SideStepper
E’ stato scoperto un nuovo malware, chiamato “SideStepper”, che sfrutta le soluzioni di MDM e colpisce i dispositivi mobili aziendali con sistema operativo iOS.

I ricercatori di Check Point, un’azienda specializzata in sistemi di cybersicurezza, hanno scoperto la presenza di una nuova minaccia di malware che potrebbe colpire i dispositivi mobili aziendali con sistema operativo iOS, come iPhone e iPad. Questa presunta vulnerabilità si chiama “SideStepper” e sfrutta le soluzioni MDM, che implementano la gestione dei dispositivi mobili.

A partire da iOS 9, Apple ha cercato di rafforzare i livelli di sicurezza rendendo più difficili i potenziali attacchi degli hacker. E avrebbe scelto di farlo impedendo agli utenti di installare sul proprio device delle applicazioni non autorizzate, recanti una code-signing rubata. Tuttavia, il colosso statunitense avrebbe dimenticato di chiudere una porta molto importante: quella che dà accesso alla manomissione del protocollo utilizzato per la gestione dei dispositivi mobili.

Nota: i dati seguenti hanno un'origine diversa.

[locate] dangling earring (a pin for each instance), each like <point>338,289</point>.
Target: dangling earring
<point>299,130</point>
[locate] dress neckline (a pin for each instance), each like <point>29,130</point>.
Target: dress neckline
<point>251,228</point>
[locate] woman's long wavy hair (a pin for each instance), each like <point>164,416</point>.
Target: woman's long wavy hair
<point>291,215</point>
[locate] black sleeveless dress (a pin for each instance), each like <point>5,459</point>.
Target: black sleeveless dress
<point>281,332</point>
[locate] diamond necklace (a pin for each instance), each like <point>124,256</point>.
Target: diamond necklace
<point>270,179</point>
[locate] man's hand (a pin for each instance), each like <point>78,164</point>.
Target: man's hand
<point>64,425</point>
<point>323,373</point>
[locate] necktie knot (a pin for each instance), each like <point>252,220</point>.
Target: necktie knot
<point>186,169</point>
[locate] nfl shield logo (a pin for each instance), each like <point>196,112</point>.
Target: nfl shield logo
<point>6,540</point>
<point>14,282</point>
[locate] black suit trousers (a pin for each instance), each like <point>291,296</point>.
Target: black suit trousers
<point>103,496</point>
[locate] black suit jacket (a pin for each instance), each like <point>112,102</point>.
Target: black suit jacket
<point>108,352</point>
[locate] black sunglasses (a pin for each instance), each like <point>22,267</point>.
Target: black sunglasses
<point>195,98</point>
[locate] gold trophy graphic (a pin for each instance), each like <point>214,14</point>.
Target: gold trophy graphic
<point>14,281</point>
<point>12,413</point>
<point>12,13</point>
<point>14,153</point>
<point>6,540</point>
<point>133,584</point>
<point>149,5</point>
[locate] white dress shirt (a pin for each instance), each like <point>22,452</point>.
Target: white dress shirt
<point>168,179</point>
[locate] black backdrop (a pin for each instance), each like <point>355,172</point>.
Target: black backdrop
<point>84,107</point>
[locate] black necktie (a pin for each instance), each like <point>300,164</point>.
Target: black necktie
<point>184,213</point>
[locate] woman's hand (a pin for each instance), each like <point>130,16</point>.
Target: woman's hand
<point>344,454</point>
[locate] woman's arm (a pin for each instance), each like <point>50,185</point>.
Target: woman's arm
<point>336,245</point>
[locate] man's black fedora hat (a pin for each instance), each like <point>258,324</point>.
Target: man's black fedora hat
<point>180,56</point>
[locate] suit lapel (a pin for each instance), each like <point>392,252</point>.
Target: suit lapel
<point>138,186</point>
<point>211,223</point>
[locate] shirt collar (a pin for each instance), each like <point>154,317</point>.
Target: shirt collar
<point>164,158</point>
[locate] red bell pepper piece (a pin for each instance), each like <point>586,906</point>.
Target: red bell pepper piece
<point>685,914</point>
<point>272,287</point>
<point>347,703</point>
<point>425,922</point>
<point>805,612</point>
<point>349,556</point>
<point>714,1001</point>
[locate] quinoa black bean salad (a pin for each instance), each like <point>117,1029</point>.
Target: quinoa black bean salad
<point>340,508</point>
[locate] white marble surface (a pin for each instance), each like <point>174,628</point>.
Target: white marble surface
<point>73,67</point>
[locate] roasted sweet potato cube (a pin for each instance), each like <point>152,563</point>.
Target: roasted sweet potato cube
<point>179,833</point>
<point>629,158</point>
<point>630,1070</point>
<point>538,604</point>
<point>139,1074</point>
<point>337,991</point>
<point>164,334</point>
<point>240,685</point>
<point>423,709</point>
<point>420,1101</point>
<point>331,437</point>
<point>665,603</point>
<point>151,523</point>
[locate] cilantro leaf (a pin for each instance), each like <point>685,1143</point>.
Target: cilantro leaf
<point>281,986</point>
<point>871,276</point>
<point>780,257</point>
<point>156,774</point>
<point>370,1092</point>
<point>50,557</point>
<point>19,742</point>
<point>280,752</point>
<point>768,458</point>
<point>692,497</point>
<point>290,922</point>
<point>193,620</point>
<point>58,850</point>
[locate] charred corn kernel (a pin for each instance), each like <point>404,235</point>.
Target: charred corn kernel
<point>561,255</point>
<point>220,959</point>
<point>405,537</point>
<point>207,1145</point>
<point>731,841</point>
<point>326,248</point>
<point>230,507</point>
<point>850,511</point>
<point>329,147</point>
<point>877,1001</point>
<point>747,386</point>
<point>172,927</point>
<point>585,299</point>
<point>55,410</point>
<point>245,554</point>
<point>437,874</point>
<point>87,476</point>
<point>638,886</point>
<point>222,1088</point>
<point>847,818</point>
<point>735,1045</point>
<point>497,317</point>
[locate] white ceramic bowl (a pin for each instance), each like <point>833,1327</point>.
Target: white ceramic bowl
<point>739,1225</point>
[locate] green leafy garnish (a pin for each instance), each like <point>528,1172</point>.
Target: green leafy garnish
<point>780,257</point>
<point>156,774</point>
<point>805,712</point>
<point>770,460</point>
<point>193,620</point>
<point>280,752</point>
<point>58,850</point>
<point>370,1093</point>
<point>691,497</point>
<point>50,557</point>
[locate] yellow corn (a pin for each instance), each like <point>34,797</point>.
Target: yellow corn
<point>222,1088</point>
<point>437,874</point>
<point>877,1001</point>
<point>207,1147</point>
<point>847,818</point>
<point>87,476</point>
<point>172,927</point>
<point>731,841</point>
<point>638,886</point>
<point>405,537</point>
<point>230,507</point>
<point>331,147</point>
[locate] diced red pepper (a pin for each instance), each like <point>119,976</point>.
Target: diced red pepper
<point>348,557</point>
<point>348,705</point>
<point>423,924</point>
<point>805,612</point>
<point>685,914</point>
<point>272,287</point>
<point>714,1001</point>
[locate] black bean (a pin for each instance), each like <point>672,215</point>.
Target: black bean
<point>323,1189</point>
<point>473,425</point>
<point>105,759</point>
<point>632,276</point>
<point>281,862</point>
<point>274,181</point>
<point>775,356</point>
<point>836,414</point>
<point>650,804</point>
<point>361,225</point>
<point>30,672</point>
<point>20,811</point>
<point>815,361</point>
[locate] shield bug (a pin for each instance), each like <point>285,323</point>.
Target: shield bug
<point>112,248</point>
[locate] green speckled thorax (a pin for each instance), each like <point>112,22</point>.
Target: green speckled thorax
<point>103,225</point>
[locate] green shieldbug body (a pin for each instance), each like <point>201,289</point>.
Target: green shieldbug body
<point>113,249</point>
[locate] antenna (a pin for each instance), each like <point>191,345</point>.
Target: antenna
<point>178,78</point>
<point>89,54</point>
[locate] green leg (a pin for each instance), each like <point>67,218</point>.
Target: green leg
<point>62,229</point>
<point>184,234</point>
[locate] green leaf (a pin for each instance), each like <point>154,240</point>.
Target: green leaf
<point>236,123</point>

In occasione della conferenza “BlacK Hat Asia“, che si terrà nella giornata di venerdì 1 aprile 2016, i ricercatori della “Check Point Software Technologies” dimostreranno come, spesso, la comunicazione tra prodotti MDM (“Mobile Device Menagement“) e i dispositivi iOS venga esposta ai “dirottamenti degli hacker”, favorendo l’installazione di malware o software in grado di causare danni all’apparecchio.

Agire contro i dispositivi iOS è molto semplice, soprattutto per SideStepper. Di solito, la tecnica usata è quella relativa al phishing, che fornisce un link su cui cliccare attraverso la ricezione di un’e-mail, un sms o un messaggio di chat. Molte azioni di hackeraggio vengono rese possibili mediante i certificati code-signing rubati, in genere ottenuti attraverso Apple Depevoler Enterprise Program: un programma che consente alle aziende di distribuire applicazioni interne senza dover, necessariamente, renderle disponibili e pubbliche nell’App Store che, al contrario, è uno strumento accessibile a tutti gli utenti.

Secondo Michael Shaulov, responsabile della gestione mobile dei prodotti di Check Point, nonostante Apple abbia deciso di potenziare i livelli di sicurezza, la modalità – in cui le applicazioni dei prodotti MDM vengono installate sul device – sarebbe rimasta la stessa. Questa caratteristica avrebbe permesso ai ricercatori di Check Point di giungere alla conclusione che i dispositivi mobili a rischio siano proprio quelli aziendali perché utilizzano un server MDM per controllare, configurare e cancellare i device mobili dei dipendenti.

Pertanto, l’hacher può appropriarsi del server MDM e spingere un’applicazione dannosa, recante un code-signing illegittimo. Sul display dell’iPhone o dell’iPad potrebbe essere visualizzata una richiesta di conferma per installare un’app. E, malgrado l’utente possa scegliere eventualmente di rifiutare, all’hacker resta comunque la possibilità di inviare, infinite volte, tale richiesta impedendo al proprietario di utilizzare l’apparecchio. Alla fine, l’utente sarà costretto ad accettare e, ignaro dell’attacco, attiverà il virus.

L’uso improprio dei certificati di impresa non è raro. Michael Shaulov ha rivelato che una scansione, effettuata su circa 5 mila dispositivi iOS, avrebbe messo in luce oltre 150 certificati falsificati per dispositivi mobili aziendali. Molti di questi erano stati rilasciati ad alcune società della Cina dalla stessa Apple. In una fase successiva, tali applicazioni legittime erano state prese dagli hacker, modificate e trasformate in “versioni pirata” davvero pericolose: due di queste appartenevano, persino, a famiglie di malware assai note.